Design Decisions (The GNU Shepherd Manual)

Next: Service Internals, Previous: Coding Standards, Up: Internals [Contents][Index]

7.2 Design Decisions ¶

Note: This section was written by Wolfgang Jährling back in 2003 and documents the original design of what was then known as GNU dmd. The main ideas remain valid but some implementation details and goals have changed.

The general idea of a service manager that uses dependencies, similar to those of a Makefile, came from the developers of the GNU Hurd, but as few people are satisfied with System V Init, many other people had the same idea independently. Nevertheless, the Shepherd was written with the goal of becoming a replacement for System V Init on GNU/Hurd, which was one of the reasons for choosing the extension language of the GNU project, Guile, for implementation (another reason being that it makes it just so much easier).

The runlevel concept (i.e. thinking in groups of services) is sometimes useful, but often one also wants to operate on single services. System V Init makes this hard: While you can start and stop a service, init will not know about it, and use the runlevel configuration as its source of information, opening the door for inconsistencies (which fortunately are not a practical problem usually). In the Shepherd, this was avoided by having a central entity that is responsible for starting and stopping the services, which therefore knows which services are actually started (if not completely improperly used, but that is a requirement which is impossible to avoid anyway). While runlevels are not implemented yet, it is clear that they will sit on top of the service concept, i.e. runlevels will merely be an optional extension that the service concept does not rely on.

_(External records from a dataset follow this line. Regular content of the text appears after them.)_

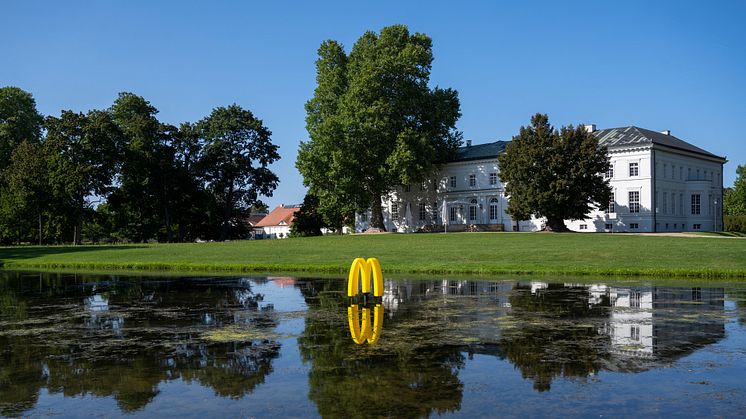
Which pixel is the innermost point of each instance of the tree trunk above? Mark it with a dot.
(225, 230)
(376, 216)
(556, 224)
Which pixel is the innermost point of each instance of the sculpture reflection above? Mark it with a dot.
(368, 332)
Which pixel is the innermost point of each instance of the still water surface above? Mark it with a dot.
(93, 345)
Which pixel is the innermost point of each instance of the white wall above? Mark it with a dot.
(675, 172)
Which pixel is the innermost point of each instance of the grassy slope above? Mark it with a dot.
(417, 253)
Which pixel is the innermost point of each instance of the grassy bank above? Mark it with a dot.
(477, 253)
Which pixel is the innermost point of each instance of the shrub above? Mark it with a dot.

This also makes changes in the runlevel design easier when it may become necessary.

The consequence of having a daemon running that controls the services is that we need another program as user interface which communicates with the daemon. Fortunately, this makes the commands necessary for controlling services pretty short and intuitive, and gives the additional bonus of adding some more flexibility. For example, it is easiely possible to grant password-protected control over certain services to unprivileged users, if desired.

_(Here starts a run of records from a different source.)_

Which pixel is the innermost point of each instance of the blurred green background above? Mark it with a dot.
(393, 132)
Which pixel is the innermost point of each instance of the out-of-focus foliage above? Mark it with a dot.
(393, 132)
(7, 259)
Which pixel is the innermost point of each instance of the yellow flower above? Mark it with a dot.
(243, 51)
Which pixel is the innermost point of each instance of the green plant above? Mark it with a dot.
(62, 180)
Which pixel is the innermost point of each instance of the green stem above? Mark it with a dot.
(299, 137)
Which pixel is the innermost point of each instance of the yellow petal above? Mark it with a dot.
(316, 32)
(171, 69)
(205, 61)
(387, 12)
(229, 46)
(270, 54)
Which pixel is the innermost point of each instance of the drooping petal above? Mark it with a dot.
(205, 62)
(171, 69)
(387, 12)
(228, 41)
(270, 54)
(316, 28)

An essential aspect of the design of the Shepherd (which was already mentioned above) is that it should always know exactly what is happening, i.e. which services are started and stopped. The alternative would have been to not use a daemon, but to save the state on the file system, again opening the door for inconsistencies of all sorts. Also, we would have to use a separate program for respawning a service (which just starts the services, waits until it terminates and then starts it again). Killing the program that does the respawning (but not the service that is supposed to be respawned) would cause horrible confusion. My understanding of “The Right Thing” is that this conceptionally limited strategy is exactly what we do not want.

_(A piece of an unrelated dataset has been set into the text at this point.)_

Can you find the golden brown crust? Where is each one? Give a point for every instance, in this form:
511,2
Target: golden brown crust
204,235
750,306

The way dependencies work in the Shepherd took a while to mature, as it was not easy to figure out what is appropriate. I decided to not make it too sophisticated by trying to guess what the user might want just to theoretically fulfill the request we are processing. If something goes wrong, it is usually better to tell the user about the problem and let her fix it, taking care to make finding solutions or workarounds for problems (like a misconfigured service) easy. This way, the user is in control of what happens and we can keep the implementation simple. To make a long story short, we don’t try to be too clever, which is usually a good idea in developing software.

If you wonder why I was giving a “misconfigured service” as an example above, consider the following situation, which actually is a wonderful example for what was said in the previous paragraph: Service X depends on symbol S, which is provided by both A and B. A depends on AA, B depends on BB. AA and BB conflict with each other. The configuration of A contains an error, which will prevent it from starting; no service is running, but we want to start X now. In resolving its dependencies, we first try to start A, which will cause AA to be started. After this is done, the attempt of starting A fails, so we go on to B, but its dependency BB will fail to start because it conflicts with the running service AA. So we fail to provide S, thus X cannot be started. There are several possibilities to deal with this:

When starting A fails, terminate those services which have been started in order to fulfill its dependencies (directly and indirectly). In case AA was running already, we would not want to terminate it. Well, maybe we would, to avoid the conflict with BB. But even if we would find out somehow that we need to terminate AA to eventually start X, is the user aware of this and wants this to happen (assuming AA was running already)? Probably not, she very likely has assumed that starting A succeeds and thus terminating AA is not necessary. Remember, unrelated (running) services might depend in AA. Even if we ignore this issue, this strategy is not only complicated, but also far from being perfect: Let’s assume starting A succeeds, but X also depends on a service Z, which requires BB. In that case, we would need to detect in the first place that we should not even try to start A, but directly satisfy X’s dependency on S with B.
We could do it like stated above, but stop AA only if we know we won’t need it anymore (for resolving further dependencies), and start it only when it does not conflict with anything that needs to get started. But should we stop it if it conflicts with something that might get started? (We do not always know for sure what we will start, as starting a service might fail and we want to fall back to a service that also provides the particular required symbol in that case.) I think that either decision will be bad in one case or another, even if this solution is already horribly complicated.
When we are at it, we could just calculate a desired end-position, and try to get there by starting (and stopping!) services, recalculating what needs to be done whenever starting a service fails, also marking that particular service as unstartable, except if it fails to start because a dependency could not be resolved (or maybe even then?). This is even more complicated. Instead of implementing this and thereby producing code that (a) nobody understands, (b) certainly has a lot of bugs, (c) will be unmaintainable and (d) causes users to panic because they won’t understand what will happen, I decided to do the following instead:
Just report the error, and let the user fix it (in this case, fix the configuration of A) or work around it (in this case, disable A so that we won’t start AA but directly go on to starting B).

I hope you can agree that the latter solution after all is the best one, because we can be sure to not do something that the user does not want us to do. Software should not run amok. This explanation was very long, but I think it was necessary to justify why the Shepherd uses a very primitive algorithm to resolve dependencies, despite the fact that it could theoretically be a bit more clever in certain situations.

One might argue that it is possible to ask the user if the planned actions are ok with her, and if the plan changes ask again, but especially given that services are supposed to usually work, I see few reasons to make the source code of the Shepherd more complicated than necessary. If you volunteer to write and maintain a more clever strategy (and volunteer to explain it to everyone who wants to understand it), you are welcome to do so, of course…